Sebuah “berlian” yang harus kita temukan. Kita harus mulai memperhatikan ibu rumah tangga ini. karena kita tahu potensi perpajakannya sangat luar biasa. Ibu pedagang, penjahit, penjual online, pedagang warung, pedagang kelontong memiliki potensi PPh Final Pasal 4(2) sebesar 1 % dari omset penjualannya. Berapapun omset usahanya bisa dipastikan dikenai pajak 1 % karena Pajaknya bersifat final, dan tidak terpengaruh dengan Penghasilan Tidak Kena Pajak (PTKP). Sebagai gambaran kasar, seorang penjual online memiliki omset usaha tiga Rp3.000.000,- tiap bulannya, penjual ini memiliki potensi pembayaran pajak sebesar Rp30.000,- tiap bulannya. Apabila disetahunkan maka potensi dari satu orang ibu pedagang sebesar Rp360.000,-. Ketika kita melihat penghasilan dari endorse product yang sampai ratusan juta rupiah untuk satu produk maka semakin besar potensi perpajaknnya. Semakin besar omset usahanyanya maka semakin besar pula potensi pembayaran pajak dari ibu-ibu ini.

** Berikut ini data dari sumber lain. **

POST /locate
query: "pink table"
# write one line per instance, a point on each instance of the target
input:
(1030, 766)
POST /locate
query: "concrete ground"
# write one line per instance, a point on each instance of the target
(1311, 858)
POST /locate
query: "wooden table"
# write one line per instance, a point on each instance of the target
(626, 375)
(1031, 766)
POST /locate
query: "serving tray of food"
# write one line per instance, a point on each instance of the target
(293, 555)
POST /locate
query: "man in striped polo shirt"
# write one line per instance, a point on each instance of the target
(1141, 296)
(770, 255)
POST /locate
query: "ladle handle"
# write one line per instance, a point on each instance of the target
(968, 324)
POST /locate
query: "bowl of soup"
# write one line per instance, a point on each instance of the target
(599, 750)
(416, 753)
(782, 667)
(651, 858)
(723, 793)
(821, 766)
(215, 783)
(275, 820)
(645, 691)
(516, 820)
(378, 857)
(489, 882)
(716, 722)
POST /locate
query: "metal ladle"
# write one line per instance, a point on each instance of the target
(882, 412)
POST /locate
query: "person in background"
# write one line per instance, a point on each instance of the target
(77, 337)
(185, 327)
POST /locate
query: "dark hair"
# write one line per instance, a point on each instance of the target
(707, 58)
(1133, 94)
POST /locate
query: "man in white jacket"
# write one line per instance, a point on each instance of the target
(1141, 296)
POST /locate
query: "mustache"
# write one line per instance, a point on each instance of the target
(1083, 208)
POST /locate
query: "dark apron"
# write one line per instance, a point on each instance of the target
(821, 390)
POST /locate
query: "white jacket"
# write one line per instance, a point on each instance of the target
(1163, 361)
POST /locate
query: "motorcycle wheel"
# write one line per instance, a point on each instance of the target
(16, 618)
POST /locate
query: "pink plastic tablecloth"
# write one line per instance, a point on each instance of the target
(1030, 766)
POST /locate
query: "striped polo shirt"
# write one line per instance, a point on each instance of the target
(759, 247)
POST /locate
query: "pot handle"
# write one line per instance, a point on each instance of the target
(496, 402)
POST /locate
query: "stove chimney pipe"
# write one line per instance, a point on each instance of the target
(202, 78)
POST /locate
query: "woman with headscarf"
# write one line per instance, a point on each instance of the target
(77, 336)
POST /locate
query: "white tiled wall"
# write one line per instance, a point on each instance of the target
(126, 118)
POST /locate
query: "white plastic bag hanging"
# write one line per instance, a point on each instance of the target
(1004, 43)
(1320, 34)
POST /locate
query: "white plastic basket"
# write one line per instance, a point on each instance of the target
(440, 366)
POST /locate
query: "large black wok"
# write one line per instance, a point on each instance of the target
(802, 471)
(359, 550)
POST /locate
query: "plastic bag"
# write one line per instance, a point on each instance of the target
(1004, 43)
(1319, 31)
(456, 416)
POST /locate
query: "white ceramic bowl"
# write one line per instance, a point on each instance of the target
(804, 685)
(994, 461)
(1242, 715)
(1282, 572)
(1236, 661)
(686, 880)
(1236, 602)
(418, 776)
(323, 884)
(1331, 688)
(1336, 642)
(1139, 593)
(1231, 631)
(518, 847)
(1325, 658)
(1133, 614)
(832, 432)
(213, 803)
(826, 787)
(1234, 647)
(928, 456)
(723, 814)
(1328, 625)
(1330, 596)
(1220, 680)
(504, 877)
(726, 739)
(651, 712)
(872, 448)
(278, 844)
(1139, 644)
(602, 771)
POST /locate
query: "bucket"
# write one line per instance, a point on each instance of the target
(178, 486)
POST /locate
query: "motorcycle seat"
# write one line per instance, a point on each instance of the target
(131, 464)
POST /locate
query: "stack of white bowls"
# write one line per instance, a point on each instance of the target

Dengan melihat potensi yang sangat luar biasa, maka sepatutnya kita mulai lebih memperhatikan ibu-ibu ini. karena bukan tidak mungkin ibu-ibu menjadi salah satu sektor penting dalam penerimaan negara melalui pajak. Mari kita kerahkan tenaga dan usaha untuk “memperhatikan” Ibu-ibu tangguh di negeri ini.

Terimakasih ibu yang ada di seluruh indonesia, Selamat Hari Ibu.

*) Tulisan ini merupakan pendapat pribadi penulis dan bukan cerminan sikap instansi dimana penulis bekerja.